Legendary festival Segou’Art held its 18th edition in Mali on the banks of the Niger river despite the sanctions and embargo imposed by ECOWAS that led to the interruption of direct flights as well as border closures.
Despite the difficulties, Malian artists have shown their resilience and solidarity, among them several young female artists committed to women’s rights.
Almost half of dozen musicians scheduled for the big concert – a landmark event on the banks of the Niger River – were women.
Mariam Koné is a rising star of the new generation.
She told us about the role of women in Malian society.
“My song “Soïna Mousso” pays tribute to women. In spite of the household chores, the education of the children, she is always asked to keep smiling”, said singer Mariam Koné.
About fifty young artists from West Africa took part in the competition of Ségou’Art – the contemporary art section of the festival.
Indépendance Dognon received the 3rd prize of Segou’Art for her series of sculptures entitled “Douleurs” which represent the pain caused by breast cancer.
“It’s really to represent the pain and destruction of this disease. You will see that on the sculpture there is a missing part. It’s really to show that breast cancer is not only the breasts that are cut off, it’s really a part of the person that is removed” explained the visual artist from Mali.

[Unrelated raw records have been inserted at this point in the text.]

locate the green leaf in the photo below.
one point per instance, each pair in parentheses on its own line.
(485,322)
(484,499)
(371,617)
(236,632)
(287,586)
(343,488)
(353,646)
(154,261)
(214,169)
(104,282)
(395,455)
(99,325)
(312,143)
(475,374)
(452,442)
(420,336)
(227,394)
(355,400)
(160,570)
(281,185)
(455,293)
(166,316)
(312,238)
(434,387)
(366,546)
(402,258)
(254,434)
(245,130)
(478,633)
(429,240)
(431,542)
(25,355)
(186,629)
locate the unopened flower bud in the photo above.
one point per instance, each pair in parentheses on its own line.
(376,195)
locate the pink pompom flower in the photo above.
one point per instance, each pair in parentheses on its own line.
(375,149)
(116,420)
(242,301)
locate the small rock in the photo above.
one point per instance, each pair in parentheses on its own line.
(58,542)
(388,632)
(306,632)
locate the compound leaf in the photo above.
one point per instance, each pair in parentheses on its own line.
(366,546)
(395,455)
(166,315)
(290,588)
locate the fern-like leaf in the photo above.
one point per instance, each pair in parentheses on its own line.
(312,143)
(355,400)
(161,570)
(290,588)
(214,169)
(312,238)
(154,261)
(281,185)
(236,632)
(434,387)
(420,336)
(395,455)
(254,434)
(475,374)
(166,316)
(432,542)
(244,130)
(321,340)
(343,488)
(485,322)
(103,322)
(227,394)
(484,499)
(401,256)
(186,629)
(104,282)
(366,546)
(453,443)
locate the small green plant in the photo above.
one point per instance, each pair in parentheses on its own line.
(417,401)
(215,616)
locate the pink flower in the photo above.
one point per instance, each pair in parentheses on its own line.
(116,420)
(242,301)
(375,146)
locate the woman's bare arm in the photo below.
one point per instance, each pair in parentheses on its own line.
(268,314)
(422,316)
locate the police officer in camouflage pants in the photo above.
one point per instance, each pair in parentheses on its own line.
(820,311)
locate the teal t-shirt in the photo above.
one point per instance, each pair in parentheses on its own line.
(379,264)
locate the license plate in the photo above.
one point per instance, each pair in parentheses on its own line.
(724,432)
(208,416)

The dancer and performer Bibata Maïga from Gao in northern Mali is also part of the new contemporary dance scene in West Africa.
Her performance “L’Esprit de l’eau” is dedicated to the divinity of the river Niger.
“My aim is to magnify women and to show the natural powers that exist in every woman”, said the dancer.
Bibata’s performance ended on the Niger River – a symbol of power in Malian culture.